When time allows, we race down to St. Marks so we can eat soup dumplings greedily in the car before my weekly chemo. In the pre-radiation reality, I would bite off the thick knot at the top of the dumpling to release a little steam. I would push a few slivers of ginger and drops of vinegar into the opening before tipping the dumpling into my mouth. A glass of water on call to temper the heat.
Today, I no longer dare the broth to burn my mouth. Instead, I pass Jamie my vinegar and ginger. I take a small bite from the bottom edge to release the broth into the spoon, grateful for its high sides that capture the soup and fat that pools out. I sip cautiously. I skip the tender ball of pork and move to the wrapper. Its dough is so thin, almost translucent, yet somehow sturdy enough to hold the weight of both the meat and liquid inside. This ribbon of dough — greased from the fatty broth — slides down easily, soothing my throat.
I often think about Danielle, my two hot dog eating customer-turned-friend. What strikes me about her story is not that I was nice to someone with cancer before the disease entered my own reality, but that serving her honestly, making her comfortable, ensuring that she enjoyed her visit to our bar was so second nature that I didn’t even remember it. This is what I miss about wine. Not the academic study and debates about sulfites and inoculated yeast, not securing allocated bottles to brag about, not even the tipsy afternoons, but the connections that — even when one-sided — are personal and singular, nourishing and intoxicating.

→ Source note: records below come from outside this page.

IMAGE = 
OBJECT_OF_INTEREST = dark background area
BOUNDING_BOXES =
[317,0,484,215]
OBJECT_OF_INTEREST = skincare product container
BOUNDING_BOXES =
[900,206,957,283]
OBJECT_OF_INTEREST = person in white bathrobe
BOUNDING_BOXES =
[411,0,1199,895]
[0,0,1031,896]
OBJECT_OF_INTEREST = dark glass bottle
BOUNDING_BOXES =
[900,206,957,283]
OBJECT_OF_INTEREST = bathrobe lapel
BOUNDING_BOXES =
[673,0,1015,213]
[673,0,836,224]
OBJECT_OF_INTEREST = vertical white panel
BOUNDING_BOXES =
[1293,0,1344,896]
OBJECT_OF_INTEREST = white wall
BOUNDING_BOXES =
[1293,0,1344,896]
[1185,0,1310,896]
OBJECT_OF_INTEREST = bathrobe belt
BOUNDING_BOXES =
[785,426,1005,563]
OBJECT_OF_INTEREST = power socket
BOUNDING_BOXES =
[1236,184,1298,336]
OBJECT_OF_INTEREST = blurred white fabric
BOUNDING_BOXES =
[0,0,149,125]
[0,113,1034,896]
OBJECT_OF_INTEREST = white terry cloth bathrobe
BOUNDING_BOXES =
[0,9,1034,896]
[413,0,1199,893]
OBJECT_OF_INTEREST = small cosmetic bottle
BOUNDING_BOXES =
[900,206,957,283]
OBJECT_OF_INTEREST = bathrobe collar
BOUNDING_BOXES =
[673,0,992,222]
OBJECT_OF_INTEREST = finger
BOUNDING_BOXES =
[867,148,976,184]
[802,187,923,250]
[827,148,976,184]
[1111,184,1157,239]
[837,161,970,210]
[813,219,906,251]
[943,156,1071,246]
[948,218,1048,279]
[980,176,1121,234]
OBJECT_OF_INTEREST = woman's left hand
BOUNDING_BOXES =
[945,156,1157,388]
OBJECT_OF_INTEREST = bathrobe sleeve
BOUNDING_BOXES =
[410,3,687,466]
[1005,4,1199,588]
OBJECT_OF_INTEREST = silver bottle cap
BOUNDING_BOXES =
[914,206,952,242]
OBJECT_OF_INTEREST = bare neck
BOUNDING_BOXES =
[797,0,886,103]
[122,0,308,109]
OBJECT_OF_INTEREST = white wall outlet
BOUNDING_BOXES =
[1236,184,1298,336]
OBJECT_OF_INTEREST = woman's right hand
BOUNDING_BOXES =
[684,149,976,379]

These days, I rarely drink wine, but not for lack of trying. If there is a bottle of sparkling open, I will always pour myself a taste. At best, it tastes like nothing. At worst, it seethes like the time I mistook a generic squeeze bottle of Dr. Bronner’s peppermint soap for olive oil and drizzled it on my eggs. I drink slowly and hope for something in the middle. At dinner, I shove my nose in Jamie’s glass, inhaling hard. Sometimes I get a slim wisp of fruit and I take a sip. But mostly I smell alcohol. It singes my sinuses and warns me to prepare for a fight. “That smells strong,” I say, not losing the vocabulary I once had for wine, but having no use for it.